Though trains were not yet running Friday morning, commuters appeared relieved and happy to get a reprieve from crowded buses and clogged roadways because of the July 4 holiday. Traffic at the San Francisco-Oakland Bay Bridge toll plaza moved smoothly and free charter buses at selected Bay Area Rapid Transit stations had ample room.
Commuter Caitlin McKenzie was stunned to hear the strike was over -- for now -- as she waited for a shuttle bus to go to her childcare job in San Francisco outside the West Oakland BART station Friday morning.

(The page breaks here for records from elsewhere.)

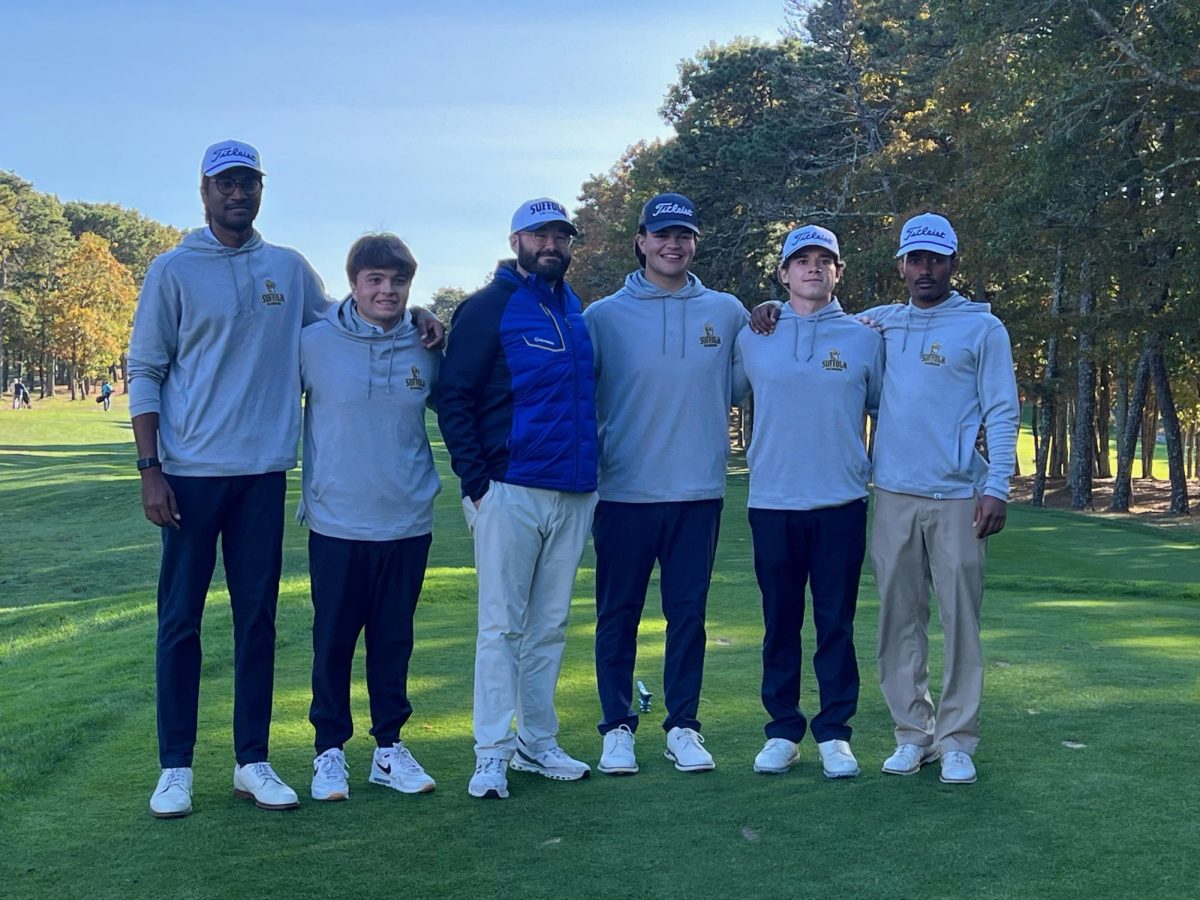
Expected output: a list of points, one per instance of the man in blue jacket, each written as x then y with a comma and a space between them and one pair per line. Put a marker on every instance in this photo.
516, 406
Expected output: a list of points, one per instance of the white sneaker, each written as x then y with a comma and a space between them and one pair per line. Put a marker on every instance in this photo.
618, 753
490, 780
958, 768
685, 749
395, 767
778, 755
329, 779
258, 781
909, 759
173, 796
555, 763
837, 759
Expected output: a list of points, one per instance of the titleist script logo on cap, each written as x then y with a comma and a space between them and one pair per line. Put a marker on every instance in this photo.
928, 232
810, 237
229, 154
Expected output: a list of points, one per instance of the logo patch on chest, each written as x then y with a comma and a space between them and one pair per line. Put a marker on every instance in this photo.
415, 383
835, 363
709, 339
273, 297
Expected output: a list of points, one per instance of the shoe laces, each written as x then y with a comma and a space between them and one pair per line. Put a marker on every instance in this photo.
403, 757
331, 766
263, 772
490, 766
623, 737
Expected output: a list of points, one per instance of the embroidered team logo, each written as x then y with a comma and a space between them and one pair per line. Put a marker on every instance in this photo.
415, 383
834, 364
934, 358
708, 339
273, 297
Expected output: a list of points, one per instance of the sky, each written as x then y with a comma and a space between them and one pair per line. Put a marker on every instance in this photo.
430, 120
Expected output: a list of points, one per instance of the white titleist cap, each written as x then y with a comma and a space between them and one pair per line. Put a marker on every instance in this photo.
928, 232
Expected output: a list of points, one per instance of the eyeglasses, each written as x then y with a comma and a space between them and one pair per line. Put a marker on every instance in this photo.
556, 238
249, 185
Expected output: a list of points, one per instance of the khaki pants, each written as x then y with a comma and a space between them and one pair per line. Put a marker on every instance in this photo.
528, 544
916, 544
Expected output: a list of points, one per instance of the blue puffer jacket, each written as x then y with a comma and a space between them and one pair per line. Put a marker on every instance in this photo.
516, 395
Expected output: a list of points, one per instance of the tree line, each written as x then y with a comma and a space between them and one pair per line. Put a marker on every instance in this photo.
1059, 136
69, 285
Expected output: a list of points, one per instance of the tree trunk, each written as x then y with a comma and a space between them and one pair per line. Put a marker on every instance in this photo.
1045, 425
1103, 421
1171, 432
1122, 487
1085, 402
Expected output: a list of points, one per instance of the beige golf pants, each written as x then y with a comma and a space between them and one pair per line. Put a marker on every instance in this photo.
918, 543
528, 544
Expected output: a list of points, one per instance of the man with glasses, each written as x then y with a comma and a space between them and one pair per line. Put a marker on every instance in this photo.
516, 406
214, 396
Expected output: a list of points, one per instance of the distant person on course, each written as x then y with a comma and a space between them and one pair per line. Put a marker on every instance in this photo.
814, 382
369, 489
665, 382
516, 405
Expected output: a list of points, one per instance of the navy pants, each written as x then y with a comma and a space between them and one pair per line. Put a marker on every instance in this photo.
246, 511
357, 586
629, 539
825, 549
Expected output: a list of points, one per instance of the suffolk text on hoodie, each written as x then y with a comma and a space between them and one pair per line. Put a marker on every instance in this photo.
814, 381
665, 382
216, 353
948, 370
367, 471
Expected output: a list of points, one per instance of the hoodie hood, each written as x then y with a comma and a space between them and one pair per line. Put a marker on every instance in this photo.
808, 325
919, 318
379, 348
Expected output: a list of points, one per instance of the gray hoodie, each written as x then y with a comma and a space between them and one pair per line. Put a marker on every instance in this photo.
367, 467
665, 381
215, 352
814, 381
948, 371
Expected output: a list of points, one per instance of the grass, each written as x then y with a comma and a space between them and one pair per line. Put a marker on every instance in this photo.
1092, 637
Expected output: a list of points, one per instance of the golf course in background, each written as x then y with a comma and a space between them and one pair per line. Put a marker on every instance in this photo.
1087, 766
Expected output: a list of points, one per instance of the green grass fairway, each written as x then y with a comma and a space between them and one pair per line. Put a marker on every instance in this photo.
1087, 766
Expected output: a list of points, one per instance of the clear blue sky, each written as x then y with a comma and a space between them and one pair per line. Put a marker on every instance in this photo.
432, 120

"It's over? Really? Thank God!" said McKenzie, 26, of Oakland. "So, are you sure I can take the train home?"
BART, the nation's fifth-largest rail system, will begin operating trains by 3 p.m. PDT Friday, ending a four-day strike that crippled commutes across the Bay Area, California Labor Secretary Marty Morgenstern announced late Thursday.
The current contract between BART and the Service Employees International Union (SEIU), Local 1021 and the Amalgamated Transit Union (ATU), Local 1555, will be extended for 30 days after expiring earlier this week.
"The parties will continue to negotiate just as hard as they are now," Morgenstern said. "The battle's not over. The job's not done."
She said he and two top state mediators urged the bargaining parties to agree to an extension of the current labor deal as both groups said repeatedly they were far apart in terms of reaching a new deal.
BART General Manager Grace Crunican agreed there is still a wide gap. Key sticking points in the labor dispute include salaries, pensions, health care and safety.
"Unfortunately, the issues that brought us to this point remain unresolved," Crunican said.
Josie Mooney, a chief negotiator for SEIU, Local 1021, asked the public late Thursday to help keep the parties on task.
"We stand together tonight and we expect to be standing together with a new contract at the end of August 4 and we hope to goodness that you insist that all the parties do the right thing," Mooney said.
BART serves more than 400,000 commuters each weekday. It carries passengers from the farthest reaches of San Francisco's densely populated eastern suburbs to San Francisco International Airport across the bay.
The strike began early Monday after negotiations broke off. Talks resumed Tuesday amid mounting political and public pressure. Negotiations continued on Wednesday and again for nearly 12 hours on Thursday before the parties announced the strike was over.
The stoppage caused stress and frustration in the region. Commuters lined up early in the morning to either carpool, wait for BART's free charter buses or catch ferries heading to San Francisco while enduring heavy rush-hour traffic on the Bay Bridge, especially on Monday and Tuesday.
Commuter Star Salgado, 27, of Richmond, said Friday that while she hasn't given up on BART, she may continue carpooling.
"This week was such an inconvenience that I don't know if I can put up with BART right now," said Salgado, who opted to take the transit agency's free shuttle into San Francisco on Friday. "I just want to get through today."
Prior to this week's four-day work stoppage, BART's last strike lasted for six days in 1997.
BART said workers from the two unions average about $71,000 in base salary and $11,000 in overtime annually. The workers also pay a flat $92 monthly fee for health insurance.
The unions -- which represent nearly 2,400 train operators, station agents, mechanics, maintenance workers and professional staff -- want a 5 percent raise each year over the next three years.
BART said it is offering an 8 percent salary increase over the next four years as well as reducing the amount of employee contributions it originally requested for pension and medical benefits.